This simulation world was created in close collaboration with social scientists implementing many social science theories (details of the model are found in [1]). But it is not real-world data. Thus, any patterns found in the simulated data may not hold in the real world. Yet, our simulated world follows socially plausible patterns of life and allows us to mine and publish generated datasets without any privacy concerns, as none of the simulated individuals are real.
This sandbox world allows us to evaluate theories and algorithms, to understand the potential and limitations of research on trajectory data: What patterns would we be able to find if we had perfect trajectory data? And can existing algorithm scale beyond 184 users?

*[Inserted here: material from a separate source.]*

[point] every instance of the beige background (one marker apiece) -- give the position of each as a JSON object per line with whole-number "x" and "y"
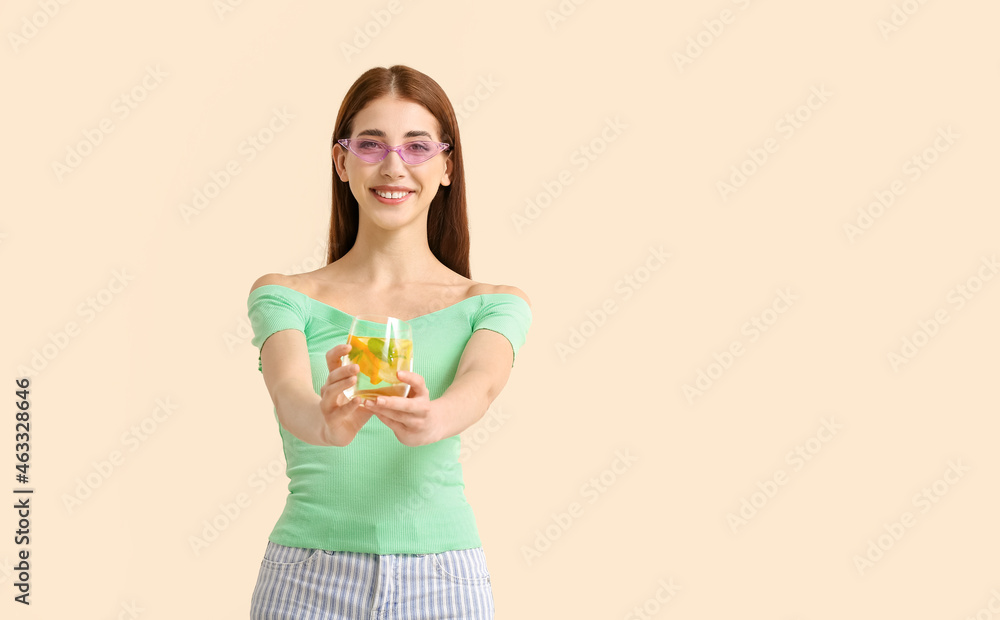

Most importantly, our simulated world provides us with a ground truth of the entire world. Not only do we have trajectories for 100% of our simulated population, we also know the underlying semantics of trajectory: Why did agents visit places? This sandbox allows us to create data mining challenges such as having specific agents behave abnormal, and challenging data mining solutions to find these outliers among a haystack of simulated normal trajectories.

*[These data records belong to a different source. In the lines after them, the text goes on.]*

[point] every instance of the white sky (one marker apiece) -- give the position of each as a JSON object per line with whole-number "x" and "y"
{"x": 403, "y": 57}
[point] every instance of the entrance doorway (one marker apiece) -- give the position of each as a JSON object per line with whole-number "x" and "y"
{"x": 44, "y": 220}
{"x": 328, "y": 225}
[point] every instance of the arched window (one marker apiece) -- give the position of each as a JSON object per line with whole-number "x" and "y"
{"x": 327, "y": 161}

For more details, we have published on vision paper on trajectory and social network simulation [2]. We've also published a first paper on massive location-based social network data generation that provides datasets that are many orders of magnitudes larger than real-world datasets [3].

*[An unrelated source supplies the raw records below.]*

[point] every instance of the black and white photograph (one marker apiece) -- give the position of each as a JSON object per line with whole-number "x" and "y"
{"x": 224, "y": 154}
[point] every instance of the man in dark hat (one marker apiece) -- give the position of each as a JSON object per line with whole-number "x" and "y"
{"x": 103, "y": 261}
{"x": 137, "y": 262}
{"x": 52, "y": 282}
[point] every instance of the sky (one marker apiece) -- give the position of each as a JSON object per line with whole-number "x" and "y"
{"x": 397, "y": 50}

A glimpse of future directions for this project can be found at IARPA's HAYSTAC Program website. Including a lightning talk of mine (shown as "George Mason University Lightning Talk" as I was still at GMU back then). Interested students/postdocs are encouraged to take a look at the HAYSTAC Broad Agency Announcement (BAA) found on that website.
For this project, I have funding for two PhD students (fully funded) and for one Postdoc. Together, we will work both on
Massive Trajectory Microsimulation to scale our simulation to millions of agents. This will require 1a) expertise in big data management, as our generated dataset will be larger than any dataset ever observed in the real world, as we have a sample of 100% of the population including 100% of their location updates, and 1b) expertise in efficient algorithms and indexing to increase scalability of the simulation.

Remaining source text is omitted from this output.